"El canto de los siete" no es solo un poema; es un mapa cromático del alma, una invitación a recorrer el paisaje interior a través de los siete colores que simbolizan los chakras, los centros energéticos del ser. El rojo, con su grito terrenal, nos ancla al presente, recordándonos que la espiritualidad no vive en las nubes, sino en el latido del corazón y en el tamborilear de los pies sobre el suelo. Es la raíz que nos sostiene.
El amarillo es el soberano del ser, el sol de la voluntad personal. Aquí, el poema se convierte en un himno al empoderamiento, donde el "yo soy" ruge con la fuerza indomable de un león, reclamando el espacio vital que le corresponde. Es el fuego de la decisión que forja nuestro destino.
Luego, el verde actúa como sanador, como el puente que reconcilia opuestos: cielo y suelo, tú y yo. Es el suspiro del amor que transforma el jardín secreto del corazón en un territorio de encuentro y conexión, donde la soledad se disuelve en la comunión.

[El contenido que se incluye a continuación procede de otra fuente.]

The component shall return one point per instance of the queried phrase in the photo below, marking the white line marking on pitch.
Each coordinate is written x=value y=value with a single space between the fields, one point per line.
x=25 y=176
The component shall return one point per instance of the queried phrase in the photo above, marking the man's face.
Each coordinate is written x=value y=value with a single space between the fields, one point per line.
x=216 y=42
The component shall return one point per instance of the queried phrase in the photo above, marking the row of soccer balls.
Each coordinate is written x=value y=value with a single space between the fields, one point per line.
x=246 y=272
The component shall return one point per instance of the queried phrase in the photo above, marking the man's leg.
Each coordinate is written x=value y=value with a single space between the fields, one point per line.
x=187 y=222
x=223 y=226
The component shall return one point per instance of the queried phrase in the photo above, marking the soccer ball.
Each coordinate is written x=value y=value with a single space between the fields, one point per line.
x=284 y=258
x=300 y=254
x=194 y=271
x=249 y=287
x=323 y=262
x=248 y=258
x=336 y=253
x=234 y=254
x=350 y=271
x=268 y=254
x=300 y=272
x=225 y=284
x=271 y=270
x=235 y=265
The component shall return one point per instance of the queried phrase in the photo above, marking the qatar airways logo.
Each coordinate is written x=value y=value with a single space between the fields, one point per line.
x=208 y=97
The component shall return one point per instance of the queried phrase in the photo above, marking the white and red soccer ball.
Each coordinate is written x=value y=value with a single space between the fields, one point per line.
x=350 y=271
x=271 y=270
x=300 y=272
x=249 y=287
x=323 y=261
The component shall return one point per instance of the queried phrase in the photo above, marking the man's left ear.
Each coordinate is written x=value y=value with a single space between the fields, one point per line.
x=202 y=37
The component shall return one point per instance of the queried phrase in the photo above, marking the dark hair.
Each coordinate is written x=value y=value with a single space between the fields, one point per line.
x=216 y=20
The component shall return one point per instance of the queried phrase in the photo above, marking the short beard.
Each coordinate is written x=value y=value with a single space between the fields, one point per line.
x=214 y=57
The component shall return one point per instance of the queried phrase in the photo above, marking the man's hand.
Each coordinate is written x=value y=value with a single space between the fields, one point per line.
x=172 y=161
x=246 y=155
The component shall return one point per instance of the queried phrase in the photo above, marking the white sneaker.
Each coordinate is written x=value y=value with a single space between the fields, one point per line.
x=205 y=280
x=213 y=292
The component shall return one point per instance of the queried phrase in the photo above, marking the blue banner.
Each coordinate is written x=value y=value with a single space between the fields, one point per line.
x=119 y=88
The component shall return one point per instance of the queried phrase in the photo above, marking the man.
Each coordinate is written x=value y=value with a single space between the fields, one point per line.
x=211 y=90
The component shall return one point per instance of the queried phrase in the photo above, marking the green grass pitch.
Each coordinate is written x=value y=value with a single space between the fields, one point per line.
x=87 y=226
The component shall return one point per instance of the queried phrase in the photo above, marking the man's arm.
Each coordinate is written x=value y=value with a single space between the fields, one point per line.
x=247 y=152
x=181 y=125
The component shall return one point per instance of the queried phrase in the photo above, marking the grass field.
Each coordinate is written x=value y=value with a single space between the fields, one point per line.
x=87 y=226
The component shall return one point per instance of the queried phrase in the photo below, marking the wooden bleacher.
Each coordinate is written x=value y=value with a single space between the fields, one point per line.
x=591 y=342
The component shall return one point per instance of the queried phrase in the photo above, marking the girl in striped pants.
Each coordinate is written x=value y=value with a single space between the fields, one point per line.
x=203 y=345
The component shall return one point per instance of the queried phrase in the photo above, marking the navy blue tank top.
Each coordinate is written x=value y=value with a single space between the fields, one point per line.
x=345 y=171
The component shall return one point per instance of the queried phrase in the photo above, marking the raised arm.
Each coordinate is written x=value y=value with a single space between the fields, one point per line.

El azul es la verdad hecha sonido. Es el verbo que no traiciona, la voz clara que, al entonarse, ordena el caos y dibuja mandalas de armonía en el aire que respiramos. Es la poderosa creación a través de la palabra auténtica.
El índigo, a su vez, es el portal a lo invisible. Es el guardián de lo que intuimos pero no siempre vemos, el espacio sagrado donde los sueños callados, esas semillas de potencial, germinan en forma de verdad interior antes de manifestarse.
La culminación del poema es una revelación: cuando el amor deja de ser solo un sentimiento y se convierte en una "frecuencia" pura, todo el sistema energético entra en resonancia. Cada chakra canta su nota, cada color susurra su parte de la canción sagrada, y el ser humano, en su totalidad, se convierte en un instrumento que hace danzar al universo. El poema, en esencia, es una celebración de la conciencia encarnada, un recordatorio de que somos los compositores de nuestra propia sinfonía existencial.